The Write To Reconcile anthologies show in stark detail the continued and constant cultural negotiation these young writers go through on a daily basis to effectively detox from the horrors of a shared war experience, sometimes for better and sometimes for worse. These antagonisms are so deeply ingrained into the Sri Lankan experience — and in some ways especially for the younger generation, who have only known a Sri Lanka at war — they have become like breathing. It takes a great deal of personal and moral strength to begin rejecting decades of racist propaganda and moving past it.
While Solomon, armed with his white male privilege and fancy press badge, might have the right to whitesplain at his pleasure, the same cannot be said for many Sri Lankans. They face the possibility of repercussions such as loss of employment, police harassment, surveillance and extrajudicial arrests — all of which can extend to a dissenting person’s family and beyond. Solomon leaves out the fact that Sri Lanka’s history of British, Dutch, Portuguese colonization means that, even now, many Sri Lankans tend to defer to white people and especially those with the power to write or speak about the country in the ever-valued West. If Solomon is aware of how privileged his experience of Sri Lanka was on several different levels he makes no indication of it in the article.
None of this is to say that Sri Lanka isn’t an amazing place to visit. It is. The history is remarkable, the archeological sites are spectacular and unique, the landscape is diverse and beautiful and the food is out of this world (although not at all like Indian food, to which Solomon compares it ad nauseum). This is to say that you cannot simply disregard the ongoing fallout of war just because it doesn’t make good copy or because it might frighten white people away from visiting.
Sadly, Solomon isn’t the only white travel writer producing wholly inappropriate and culturally insensitive content on a country he clearly knows nothing about.

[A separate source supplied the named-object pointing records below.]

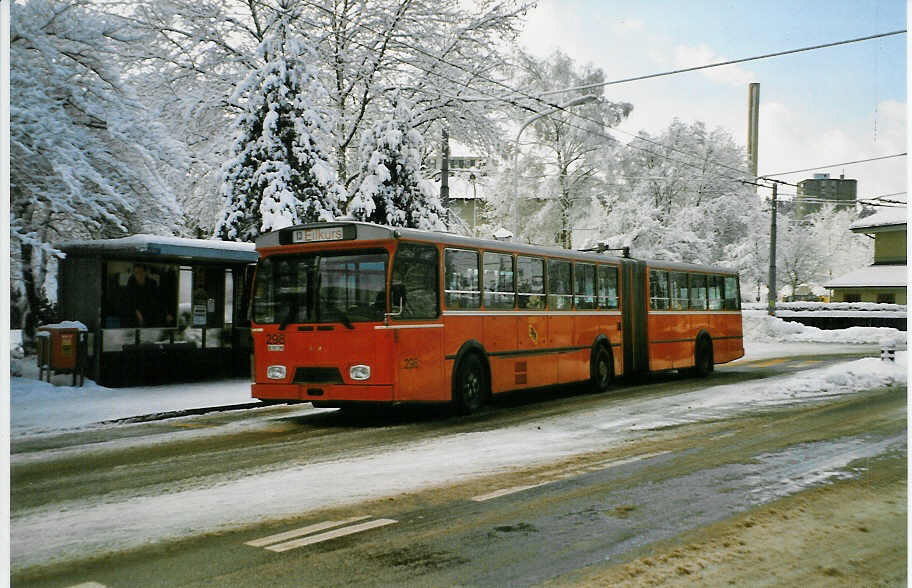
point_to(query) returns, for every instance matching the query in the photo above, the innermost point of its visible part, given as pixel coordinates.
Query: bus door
(633, 306)
(416, 325)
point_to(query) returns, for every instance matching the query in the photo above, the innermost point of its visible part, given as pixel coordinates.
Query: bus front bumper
(323, 392)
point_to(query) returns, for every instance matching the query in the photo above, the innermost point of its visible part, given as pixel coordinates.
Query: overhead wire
(729, 62)
(835, 165)
(559, 108)
(513, 101)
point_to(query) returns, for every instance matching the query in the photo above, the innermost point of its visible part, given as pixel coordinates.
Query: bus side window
(678, 281)
(530, 282)
(697, 292)
(560, 294)
(498, 280)
(607, 297)
(414, 280)
(732, 300)
(460, 276)
(584, 280)
(658, 290)
(715, 292)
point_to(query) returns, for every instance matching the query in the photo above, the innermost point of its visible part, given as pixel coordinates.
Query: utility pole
(753, 125)
(445, 176)
(771, 296)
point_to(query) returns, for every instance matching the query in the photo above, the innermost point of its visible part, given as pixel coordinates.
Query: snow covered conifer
(281, 173)
(392, 191)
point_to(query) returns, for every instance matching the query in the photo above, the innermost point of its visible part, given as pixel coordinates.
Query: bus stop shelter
(159, 309)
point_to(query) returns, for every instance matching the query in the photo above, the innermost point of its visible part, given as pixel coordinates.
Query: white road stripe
(563, 474)
(302, 531)
(331, 535)
(505, 491)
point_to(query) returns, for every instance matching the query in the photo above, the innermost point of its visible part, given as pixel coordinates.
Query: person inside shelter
(142, 298)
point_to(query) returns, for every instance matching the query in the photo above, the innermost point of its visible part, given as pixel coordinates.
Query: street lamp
(575, 102)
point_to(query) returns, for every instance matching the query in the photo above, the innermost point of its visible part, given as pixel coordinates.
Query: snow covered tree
(678, 196)
(281, 173)
(442, 54)
(568, 146)
(392, 191)
(818, 247)
(86, 156)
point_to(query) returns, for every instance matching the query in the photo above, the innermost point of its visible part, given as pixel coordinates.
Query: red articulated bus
(346, 313)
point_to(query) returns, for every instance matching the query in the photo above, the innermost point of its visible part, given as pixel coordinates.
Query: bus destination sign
(318, 234)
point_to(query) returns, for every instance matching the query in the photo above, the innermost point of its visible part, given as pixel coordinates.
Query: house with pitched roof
(886, 280)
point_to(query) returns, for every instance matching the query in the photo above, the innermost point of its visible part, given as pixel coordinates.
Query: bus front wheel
(470, 386)
(602, 370)
(703, 358)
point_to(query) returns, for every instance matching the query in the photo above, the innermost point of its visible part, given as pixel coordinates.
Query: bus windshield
(323, 287)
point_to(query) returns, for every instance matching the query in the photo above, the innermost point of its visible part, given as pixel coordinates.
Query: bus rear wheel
(470, 386)
(602, 369)
(703, 358)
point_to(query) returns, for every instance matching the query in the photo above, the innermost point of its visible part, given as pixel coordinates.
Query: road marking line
(301, 532)
(563, 474)
(331, 535)
(768, 363)
(506, 491)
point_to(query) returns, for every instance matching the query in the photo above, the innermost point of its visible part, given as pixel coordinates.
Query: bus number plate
(313, 235)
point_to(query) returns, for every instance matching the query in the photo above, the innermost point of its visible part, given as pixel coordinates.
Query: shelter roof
(157, 246)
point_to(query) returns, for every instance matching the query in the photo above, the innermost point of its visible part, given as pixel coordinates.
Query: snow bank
(759, 327)
(844, 306)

Brady Dale for The Observer pens an equally offensive piece on Cuba’s lack of cash machines. Tracie McMillan for National Geographic complained about the lack of meat in Chinese food when visiting the country. Both of these pieces, and a whole host of others — including a wildly racist piece by the usually-brilliant David Sedaris on all the reasons he hates Chinese food — have been lambasted by writers of color both on- and offline.

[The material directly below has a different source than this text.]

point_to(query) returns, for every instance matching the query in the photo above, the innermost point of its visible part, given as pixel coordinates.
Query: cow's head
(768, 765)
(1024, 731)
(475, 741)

Once again, the problem of inclusivity and diversity raises its head. Why weren’t more qualified writers of color given these assignments? Why is the white lens the go-to for travel perspectives? Could you image the white outrage if someone from Central or South America, Africa or Asia wrote similarly-toned cultural shaming and negative pieces about American, British, or other “white” foods? The pitch alone wouldn’t make it past an editor’s desk, let alone get published in mainstream media like National Geographic, The Observer, or Condé Nast Traveler. So why are editors who should know better publishing this kind of racist garbage?
Please let 2017 be the year we see less — or better yet, none — of this default white lens and cultural imperialism. Not just in travel writing, but in all media avenues. Part of the resistance to the growing white nationalism movement in the world will begin with diversifying voices in travel writing and beyond.